Two hours so far. Maybe I shouldn't be looking at a screen, in case it stimulates me, but I have to write stuff. I think the dishwasher might have broken as the wrong lights are on and it's stopped - I'm not going to open it and see, in case it's full of water. I'll phone the plumber in the morning. I'm having a hot milk with vanilla in it, although the temptation to have a coffee was there. I've fed Daisy, who likes me to be up and about.

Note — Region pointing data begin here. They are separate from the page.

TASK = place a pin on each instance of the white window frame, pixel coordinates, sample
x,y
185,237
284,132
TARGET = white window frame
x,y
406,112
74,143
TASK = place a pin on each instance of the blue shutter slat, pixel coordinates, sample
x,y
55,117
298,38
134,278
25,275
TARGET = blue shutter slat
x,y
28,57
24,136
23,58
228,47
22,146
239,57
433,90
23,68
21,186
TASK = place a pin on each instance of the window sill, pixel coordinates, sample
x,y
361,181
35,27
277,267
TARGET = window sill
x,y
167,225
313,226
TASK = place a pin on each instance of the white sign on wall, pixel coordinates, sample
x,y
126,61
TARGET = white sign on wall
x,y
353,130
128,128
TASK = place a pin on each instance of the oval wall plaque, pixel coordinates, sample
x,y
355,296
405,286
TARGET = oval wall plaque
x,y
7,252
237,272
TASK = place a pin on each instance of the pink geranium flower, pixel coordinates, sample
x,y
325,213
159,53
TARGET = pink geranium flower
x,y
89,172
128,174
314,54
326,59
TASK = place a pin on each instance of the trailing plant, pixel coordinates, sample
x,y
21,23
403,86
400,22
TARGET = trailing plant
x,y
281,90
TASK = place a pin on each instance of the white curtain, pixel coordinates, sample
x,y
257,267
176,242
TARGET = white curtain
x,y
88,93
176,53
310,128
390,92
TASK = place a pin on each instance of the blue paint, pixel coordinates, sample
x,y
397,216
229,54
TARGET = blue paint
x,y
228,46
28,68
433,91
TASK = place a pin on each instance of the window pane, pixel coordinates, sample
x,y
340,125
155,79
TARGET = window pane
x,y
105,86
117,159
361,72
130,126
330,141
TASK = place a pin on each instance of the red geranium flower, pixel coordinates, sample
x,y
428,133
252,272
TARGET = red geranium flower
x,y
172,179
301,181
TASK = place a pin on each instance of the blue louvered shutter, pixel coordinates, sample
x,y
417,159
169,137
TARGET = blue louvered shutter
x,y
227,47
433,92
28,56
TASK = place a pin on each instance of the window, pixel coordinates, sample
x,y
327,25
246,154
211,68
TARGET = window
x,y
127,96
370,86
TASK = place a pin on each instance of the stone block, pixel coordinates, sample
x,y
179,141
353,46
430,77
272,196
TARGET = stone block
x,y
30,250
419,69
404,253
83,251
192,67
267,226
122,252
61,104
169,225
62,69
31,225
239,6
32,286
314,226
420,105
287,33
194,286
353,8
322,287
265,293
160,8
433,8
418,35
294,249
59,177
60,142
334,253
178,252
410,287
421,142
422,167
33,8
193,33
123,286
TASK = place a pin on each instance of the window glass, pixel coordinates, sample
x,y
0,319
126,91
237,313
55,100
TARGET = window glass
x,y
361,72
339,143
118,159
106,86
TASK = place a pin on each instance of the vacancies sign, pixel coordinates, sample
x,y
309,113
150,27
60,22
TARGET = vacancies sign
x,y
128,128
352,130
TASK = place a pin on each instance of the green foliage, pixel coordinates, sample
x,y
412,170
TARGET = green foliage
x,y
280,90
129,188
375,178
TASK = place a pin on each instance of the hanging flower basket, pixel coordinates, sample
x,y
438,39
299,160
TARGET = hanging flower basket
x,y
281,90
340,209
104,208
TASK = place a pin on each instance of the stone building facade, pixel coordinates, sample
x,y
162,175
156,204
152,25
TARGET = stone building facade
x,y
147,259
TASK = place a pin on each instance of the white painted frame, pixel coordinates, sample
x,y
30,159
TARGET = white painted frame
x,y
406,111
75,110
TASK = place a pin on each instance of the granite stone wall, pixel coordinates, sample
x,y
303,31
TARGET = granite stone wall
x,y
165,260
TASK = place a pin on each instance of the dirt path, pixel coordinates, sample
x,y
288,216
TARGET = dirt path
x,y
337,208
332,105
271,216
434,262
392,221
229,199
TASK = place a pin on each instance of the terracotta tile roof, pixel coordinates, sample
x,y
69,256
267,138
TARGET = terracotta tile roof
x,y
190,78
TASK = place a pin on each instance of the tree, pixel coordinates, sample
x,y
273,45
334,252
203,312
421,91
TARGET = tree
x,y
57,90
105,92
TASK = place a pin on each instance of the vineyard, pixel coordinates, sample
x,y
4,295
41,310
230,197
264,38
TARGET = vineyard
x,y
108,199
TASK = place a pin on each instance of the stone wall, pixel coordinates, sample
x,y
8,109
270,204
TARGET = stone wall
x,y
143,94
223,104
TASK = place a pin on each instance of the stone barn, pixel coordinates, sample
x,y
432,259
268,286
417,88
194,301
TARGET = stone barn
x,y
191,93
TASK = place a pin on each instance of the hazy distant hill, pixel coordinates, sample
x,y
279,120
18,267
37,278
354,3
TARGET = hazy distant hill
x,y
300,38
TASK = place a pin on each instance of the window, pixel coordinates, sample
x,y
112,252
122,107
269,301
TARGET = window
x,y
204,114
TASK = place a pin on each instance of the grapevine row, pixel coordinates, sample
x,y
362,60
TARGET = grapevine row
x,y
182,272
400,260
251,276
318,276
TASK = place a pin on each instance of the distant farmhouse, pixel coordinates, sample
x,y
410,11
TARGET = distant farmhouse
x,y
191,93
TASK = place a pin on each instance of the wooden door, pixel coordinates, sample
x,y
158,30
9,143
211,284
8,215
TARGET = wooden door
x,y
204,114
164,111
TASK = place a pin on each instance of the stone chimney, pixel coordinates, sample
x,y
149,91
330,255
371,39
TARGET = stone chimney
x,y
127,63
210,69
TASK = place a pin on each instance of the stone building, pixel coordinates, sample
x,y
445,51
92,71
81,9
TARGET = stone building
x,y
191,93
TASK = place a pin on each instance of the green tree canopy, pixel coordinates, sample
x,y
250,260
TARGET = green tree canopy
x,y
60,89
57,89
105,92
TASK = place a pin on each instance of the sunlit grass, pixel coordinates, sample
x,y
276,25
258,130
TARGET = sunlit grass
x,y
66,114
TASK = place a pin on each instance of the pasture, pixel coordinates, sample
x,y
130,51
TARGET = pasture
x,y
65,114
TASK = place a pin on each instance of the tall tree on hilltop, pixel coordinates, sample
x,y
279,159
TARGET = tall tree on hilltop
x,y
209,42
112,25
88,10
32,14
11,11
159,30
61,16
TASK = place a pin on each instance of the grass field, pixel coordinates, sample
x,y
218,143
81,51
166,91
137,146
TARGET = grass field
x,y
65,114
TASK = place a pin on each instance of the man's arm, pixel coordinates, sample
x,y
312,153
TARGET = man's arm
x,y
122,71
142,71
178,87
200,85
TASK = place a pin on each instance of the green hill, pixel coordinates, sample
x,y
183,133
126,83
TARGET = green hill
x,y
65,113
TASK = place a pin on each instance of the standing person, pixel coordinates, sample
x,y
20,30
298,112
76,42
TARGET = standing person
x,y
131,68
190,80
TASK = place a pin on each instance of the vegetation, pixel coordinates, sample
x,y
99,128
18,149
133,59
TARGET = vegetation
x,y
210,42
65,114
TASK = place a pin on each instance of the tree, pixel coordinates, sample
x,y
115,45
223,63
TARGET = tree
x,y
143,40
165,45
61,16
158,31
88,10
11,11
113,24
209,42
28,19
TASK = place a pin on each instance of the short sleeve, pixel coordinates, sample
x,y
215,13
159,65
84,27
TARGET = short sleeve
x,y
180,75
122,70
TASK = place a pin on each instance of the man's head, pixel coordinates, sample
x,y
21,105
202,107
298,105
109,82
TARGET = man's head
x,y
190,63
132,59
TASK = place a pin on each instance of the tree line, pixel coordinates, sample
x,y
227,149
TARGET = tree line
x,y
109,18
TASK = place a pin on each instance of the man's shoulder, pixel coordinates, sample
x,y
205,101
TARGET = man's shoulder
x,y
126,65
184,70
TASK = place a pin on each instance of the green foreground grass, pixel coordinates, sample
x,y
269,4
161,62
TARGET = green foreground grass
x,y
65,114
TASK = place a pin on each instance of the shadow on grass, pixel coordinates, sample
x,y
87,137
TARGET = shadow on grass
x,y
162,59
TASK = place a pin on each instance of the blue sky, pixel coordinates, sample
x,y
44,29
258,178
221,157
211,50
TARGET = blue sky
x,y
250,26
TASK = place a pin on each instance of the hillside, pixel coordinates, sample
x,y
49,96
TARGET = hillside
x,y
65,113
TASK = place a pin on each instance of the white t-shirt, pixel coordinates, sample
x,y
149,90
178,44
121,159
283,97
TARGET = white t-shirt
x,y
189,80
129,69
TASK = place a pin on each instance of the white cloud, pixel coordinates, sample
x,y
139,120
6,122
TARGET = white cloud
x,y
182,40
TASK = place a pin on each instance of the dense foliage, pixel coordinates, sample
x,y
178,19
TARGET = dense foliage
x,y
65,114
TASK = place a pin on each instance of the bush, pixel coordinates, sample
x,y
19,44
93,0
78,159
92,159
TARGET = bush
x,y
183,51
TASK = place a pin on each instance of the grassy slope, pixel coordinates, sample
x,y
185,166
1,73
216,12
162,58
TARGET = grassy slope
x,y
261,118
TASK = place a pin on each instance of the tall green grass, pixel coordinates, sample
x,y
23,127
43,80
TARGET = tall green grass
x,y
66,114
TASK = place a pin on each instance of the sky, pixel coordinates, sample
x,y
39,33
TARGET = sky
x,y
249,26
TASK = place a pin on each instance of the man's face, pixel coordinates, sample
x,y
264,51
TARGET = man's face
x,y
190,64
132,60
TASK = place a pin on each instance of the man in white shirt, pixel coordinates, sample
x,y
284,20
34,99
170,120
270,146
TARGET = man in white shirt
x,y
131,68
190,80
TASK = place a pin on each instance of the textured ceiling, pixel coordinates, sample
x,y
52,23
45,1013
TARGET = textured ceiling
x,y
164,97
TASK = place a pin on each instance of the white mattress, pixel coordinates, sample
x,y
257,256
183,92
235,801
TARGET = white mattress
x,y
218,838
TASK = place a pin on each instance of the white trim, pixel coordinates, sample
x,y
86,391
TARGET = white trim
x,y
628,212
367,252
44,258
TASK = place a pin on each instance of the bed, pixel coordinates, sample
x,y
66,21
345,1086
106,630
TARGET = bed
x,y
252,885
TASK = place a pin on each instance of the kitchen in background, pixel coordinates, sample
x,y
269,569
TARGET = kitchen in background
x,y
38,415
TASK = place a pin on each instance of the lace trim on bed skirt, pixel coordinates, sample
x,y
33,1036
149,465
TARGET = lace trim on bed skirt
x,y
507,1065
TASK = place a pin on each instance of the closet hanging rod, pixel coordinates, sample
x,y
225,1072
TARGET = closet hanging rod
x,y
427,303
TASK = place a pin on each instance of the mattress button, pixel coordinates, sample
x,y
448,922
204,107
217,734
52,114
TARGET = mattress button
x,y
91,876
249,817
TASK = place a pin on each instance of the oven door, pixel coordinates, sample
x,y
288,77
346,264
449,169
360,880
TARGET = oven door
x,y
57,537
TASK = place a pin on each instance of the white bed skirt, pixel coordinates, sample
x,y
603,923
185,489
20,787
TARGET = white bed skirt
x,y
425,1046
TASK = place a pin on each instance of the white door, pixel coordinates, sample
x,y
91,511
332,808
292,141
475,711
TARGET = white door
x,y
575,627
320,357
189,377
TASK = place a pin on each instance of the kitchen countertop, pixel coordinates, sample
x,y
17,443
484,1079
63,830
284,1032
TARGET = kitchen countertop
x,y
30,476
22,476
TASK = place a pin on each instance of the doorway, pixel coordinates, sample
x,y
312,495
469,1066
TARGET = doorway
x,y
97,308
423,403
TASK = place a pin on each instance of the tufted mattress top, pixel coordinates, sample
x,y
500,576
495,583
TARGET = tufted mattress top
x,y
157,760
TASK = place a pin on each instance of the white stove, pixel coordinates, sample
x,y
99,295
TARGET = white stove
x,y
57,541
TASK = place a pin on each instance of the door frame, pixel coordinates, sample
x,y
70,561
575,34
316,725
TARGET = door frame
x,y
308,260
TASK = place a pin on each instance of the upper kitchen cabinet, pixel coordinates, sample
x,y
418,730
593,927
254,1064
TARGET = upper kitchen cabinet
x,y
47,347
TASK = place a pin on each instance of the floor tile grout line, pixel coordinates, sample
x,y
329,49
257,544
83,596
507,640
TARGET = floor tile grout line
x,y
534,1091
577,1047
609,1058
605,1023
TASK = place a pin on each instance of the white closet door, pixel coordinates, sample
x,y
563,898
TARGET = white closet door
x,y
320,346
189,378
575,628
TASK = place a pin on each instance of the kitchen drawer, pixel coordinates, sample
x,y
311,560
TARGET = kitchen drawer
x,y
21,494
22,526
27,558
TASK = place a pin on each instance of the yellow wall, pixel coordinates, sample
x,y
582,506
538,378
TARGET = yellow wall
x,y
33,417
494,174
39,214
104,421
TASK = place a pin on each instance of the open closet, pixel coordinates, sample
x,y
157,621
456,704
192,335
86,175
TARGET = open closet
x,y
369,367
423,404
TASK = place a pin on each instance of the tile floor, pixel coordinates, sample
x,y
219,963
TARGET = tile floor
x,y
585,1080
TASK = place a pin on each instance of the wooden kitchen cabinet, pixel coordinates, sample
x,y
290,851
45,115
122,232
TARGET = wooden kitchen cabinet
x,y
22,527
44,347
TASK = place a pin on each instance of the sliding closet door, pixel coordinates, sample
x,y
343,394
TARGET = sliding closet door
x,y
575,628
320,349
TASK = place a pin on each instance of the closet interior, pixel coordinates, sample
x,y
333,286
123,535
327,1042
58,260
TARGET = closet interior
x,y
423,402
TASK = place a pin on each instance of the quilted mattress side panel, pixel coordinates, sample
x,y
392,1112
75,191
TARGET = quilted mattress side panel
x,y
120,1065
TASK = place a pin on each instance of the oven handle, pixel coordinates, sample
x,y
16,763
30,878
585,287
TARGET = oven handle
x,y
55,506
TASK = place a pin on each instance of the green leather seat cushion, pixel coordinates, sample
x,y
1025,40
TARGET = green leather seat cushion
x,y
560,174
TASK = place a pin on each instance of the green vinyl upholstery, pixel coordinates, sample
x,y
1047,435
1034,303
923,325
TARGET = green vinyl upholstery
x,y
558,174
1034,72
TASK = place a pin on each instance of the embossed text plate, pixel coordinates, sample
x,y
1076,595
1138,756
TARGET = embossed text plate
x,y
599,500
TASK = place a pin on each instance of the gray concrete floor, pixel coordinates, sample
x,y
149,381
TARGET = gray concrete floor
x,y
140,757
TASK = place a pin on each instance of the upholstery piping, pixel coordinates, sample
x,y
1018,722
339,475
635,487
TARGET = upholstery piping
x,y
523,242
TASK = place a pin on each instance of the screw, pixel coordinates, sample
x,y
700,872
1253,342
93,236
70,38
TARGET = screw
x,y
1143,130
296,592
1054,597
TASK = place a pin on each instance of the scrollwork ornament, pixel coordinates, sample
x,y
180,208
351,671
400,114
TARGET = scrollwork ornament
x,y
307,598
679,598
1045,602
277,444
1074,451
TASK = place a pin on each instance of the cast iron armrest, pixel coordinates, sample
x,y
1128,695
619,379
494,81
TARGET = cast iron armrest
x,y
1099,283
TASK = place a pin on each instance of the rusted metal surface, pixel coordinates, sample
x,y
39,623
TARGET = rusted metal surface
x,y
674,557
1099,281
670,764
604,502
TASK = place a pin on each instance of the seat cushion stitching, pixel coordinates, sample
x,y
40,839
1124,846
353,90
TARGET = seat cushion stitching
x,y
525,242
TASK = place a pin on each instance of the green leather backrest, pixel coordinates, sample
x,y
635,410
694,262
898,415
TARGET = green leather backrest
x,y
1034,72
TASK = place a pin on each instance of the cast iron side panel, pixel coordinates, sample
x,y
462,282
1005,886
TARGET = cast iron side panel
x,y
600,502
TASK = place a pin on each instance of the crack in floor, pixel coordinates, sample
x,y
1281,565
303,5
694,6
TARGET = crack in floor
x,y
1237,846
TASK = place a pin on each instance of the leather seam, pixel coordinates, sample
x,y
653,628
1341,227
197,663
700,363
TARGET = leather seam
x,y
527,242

A friend came for a whisky yesterday at 6, which was nice. I once had a completely awful night on whisky and had to go back to bed the next day, and now I can't even sniff it without feeling sick. It's a pity as it always seems like such a grown up drink. MInd you, I don't really drink at all nowadays - the drugs stop that pleasure, as they stop others.
Being sleepless is a weird thing. Sleep is such a natural pastime until one can't do it, then it takes on massive proportions. I've taken sleeping drugs for years and I don't think they've done me any harm, but it would be interesting to have some sleep without them.
At the moment, it's Being Awake 1, Hannah 0.
I spent 16 years in the RAF defending the Free World , then got bunged out unceremoniously for being bipolar. I and was subsequently diagnosed with PTSD. Funny old world, isn't it?